Australians will be able to choose lower premiums for higher excess, and insurers required to more clearly categorise their policies, under the federal government’s shake up of private health insurance announced today.
The package of more than a dozen changes to the sector is designed to help reduce costs to government in the medium term and establish processes to identify further reforms in the longer term. The dominant strategy here is to draw more young people into buying health insurance.
The changes consumers will notice are choices to lower premiums, labels on policy packages, discounts for young people, mental health provisions and travel benefits for rural residents. The announcement also includes savings for funds, and potentially government.
Read more: A snapshot of private health insurance in Australia
But these changes are unlikely to lower premiums in the long run. The value proposition for the funds relies on them getting young people who don’t use health care much, to pay for a product they are unlikely to use.
Changes for consumers
Customers will be given the option to increase their excess limit if they want to pay a lower premium. The maximum excess for singles is currently A$500 - that will be lifted to A$750. Families will be able to increase their limit from A$1,000 to A$1,500.
Fulfilling an election promise, the government is requiring private health insurers to label their package, so it’s clear what’s in and what’s out. Gold products will cover everything, Silver will have a deductible (excess), Bronze will have exclusions (packages where some conditions, such as orthopaedics or obstetrics aren’t covered) and Basic, well, who knows. No details about combinations and permutations have been announced.

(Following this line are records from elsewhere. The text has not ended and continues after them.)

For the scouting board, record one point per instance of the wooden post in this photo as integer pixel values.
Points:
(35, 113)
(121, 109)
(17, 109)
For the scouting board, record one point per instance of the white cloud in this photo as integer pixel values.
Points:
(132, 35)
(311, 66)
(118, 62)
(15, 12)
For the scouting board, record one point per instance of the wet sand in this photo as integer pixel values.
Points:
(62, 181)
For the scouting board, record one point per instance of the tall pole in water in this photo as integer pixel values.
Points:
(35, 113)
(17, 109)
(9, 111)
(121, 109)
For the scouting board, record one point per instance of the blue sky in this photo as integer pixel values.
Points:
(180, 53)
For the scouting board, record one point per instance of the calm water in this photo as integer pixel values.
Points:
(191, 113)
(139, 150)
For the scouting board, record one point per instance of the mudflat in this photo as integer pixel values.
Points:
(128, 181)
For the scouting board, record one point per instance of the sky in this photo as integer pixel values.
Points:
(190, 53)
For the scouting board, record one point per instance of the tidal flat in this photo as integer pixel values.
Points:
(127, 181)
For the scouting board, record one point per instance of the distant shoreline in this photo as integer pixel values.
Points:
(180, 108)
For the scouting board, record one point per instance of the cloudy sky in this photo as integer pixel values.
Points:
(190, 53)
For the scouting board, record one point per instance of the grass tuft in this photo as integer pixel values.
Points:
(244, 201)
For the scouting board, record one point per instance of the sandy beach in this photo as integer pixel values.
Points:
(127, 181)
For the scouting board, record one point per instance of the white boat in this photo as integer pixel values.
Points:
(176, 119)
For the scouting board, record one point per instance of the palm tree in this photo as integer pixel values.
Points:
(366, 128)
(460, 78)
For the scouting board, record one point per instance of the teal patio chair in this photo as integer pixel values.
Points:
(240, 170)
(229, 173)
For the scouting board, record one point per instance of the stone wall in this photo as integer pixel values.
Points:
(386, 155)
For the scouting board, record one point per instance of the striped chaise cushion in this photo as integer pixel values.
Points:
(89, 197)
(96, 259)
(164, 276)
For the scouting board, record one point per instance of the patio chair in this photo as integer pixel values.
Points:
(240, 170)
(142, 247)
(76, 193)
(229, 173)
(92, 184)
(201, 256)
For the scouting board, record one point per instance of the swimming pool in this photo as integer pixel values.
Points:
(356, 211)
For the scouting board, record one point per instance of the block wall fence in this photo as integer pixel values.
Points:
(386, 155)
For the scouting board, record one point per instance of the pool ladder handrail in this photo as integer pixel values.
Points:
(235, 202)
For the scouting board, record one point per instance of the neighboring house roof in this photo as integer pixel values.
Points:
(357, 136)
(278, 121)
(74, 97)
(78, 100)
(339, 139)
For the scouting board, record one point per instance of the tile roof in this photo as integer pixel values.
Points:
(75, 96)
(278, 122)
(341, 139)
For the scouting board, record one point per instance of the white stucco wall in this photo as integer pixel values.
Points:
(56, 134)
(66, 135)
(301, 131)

So, unfortunately, we should expect further product differentiation, and perhaps a quick return to the same choice overload of policies we have today.
The Conversation, CC BY-ND
Insurers will now be able to offer discounted products to lure people aged between 19 and 29 into health insurance. Discounts of up to 2% for each year before 30 may be on offer, capped at 10% and phased out at 40. This is expected to attract some young, healthy people to take up insurance and so improve the insurance “risk pool” – by increasing the number of non-users. In theory at least, this should be a net benefit in terms of costs, despite the discount.
In a small boost for private mental health providers and consumers, people who have taken out products that exclude mental health cover will be able to upgrade to full cover, without a waiting period, if they are admitted to a private mental health facility. But this is a tokenistic change that has all the hallmarks of a back-room compromise to avoid a serious reform, such as banning mental health exclusion clauses.
Private hospital insurance will now be able to pay travel and accommodation assistance to people from rural and remote areas to travel to major centres for health-care. Presumably each fund will choose their offerings, which will mean further complexity for people trying to work out the trade-offs between different insurance offers.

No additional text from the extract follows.